Turner was a friend of Dr. Simon Forman, and had at least a literary interest in alchemy. Forman apparently borrowed and copied alchemical writings of Turner's in the 1590s. Manuscripts in a special script connected to Thomas Harriot, from 1590 and found in the Sion College library, were attributed to "Dr. Turner" by Ethel M. Seaton; and so to George Turner. There was in fact another Dr. Turner in London at this period (Peter Turner). The Dr. Turner who had dealings with Henry Percy, 9th Earl of Northumberland in the next decade has been thought possible as either of them.

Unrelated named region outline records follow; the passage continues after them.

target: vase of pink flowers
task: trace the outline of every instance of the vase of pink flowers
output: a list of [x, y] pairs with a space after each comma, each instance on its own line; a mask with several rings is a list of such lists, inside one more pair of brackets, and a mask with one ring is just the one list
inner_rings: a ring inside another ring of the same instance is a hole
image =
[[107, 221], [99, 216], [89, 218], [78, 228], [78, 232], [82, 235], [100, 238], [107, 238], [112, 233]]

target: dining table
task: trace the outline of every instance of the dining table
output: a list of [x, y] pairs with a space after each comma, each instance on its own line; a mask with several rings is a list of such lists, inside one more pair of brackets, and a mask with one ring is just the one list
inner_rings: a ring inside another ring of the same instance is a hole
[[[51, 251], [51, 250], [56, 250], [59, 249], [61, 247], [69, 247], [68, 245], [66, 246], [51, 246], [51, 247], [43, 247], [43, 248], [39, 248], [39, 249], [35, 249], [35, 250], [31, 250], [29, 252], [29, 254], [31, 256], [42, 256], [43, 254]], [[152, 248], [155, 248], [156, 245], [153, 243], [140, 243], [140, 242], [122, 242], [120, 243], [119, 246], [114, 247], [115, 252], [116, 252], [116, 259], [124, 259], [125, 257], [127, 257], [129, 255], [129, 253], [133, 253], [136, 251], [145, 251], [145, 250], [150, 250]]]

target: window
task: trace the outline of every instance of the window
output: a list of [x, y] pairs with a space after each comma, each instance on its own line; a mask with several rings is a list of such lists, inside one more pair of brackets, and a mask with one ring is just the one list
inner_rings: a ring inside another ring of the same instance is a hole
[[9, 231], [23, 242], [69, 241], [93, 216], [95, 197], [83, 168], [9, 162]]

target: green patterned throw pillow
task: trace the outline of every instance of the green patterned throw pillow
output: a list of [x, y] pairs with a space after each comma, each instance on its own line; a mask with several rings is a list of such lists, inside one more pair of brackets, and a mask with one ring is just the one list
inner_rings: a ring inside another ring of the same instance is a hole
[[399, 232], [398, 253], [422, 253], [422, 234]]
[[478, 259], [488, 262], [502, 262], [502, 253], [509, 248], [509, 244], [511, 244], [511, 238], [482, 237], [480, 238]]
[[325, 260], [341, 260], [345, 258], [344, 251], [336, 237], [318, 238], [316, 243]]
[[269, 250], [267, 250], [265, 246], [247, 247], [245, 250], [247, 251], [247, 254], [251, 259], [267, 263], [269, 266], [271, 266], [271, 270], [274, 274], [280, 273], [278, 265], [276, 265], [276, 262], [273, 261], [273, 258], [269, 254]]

Considered a crypto-Catholic, Turner found that his theological opinions were in 1602 urged against his candidacy as an elect in the College of Physicians. Sir John Stanhope and Robert Cecil wrote a letter of support, saying that his appointment would be pleasing to the queen, since there was no objection to him but his "backwardness in religion", which, Turner stated, was "in no way tainted for malice or practice against the state". He was chosen an elect the day after this letter, 12 August 1602. He was appointed treasurer in 1609, and died, holding that office, on 1 March 1610.

==Family==
Turner married Anne Norton (1576–1615), a figure of the poisoning case of Sir Thomas Overbury. His will mentioned three sons and three daughters.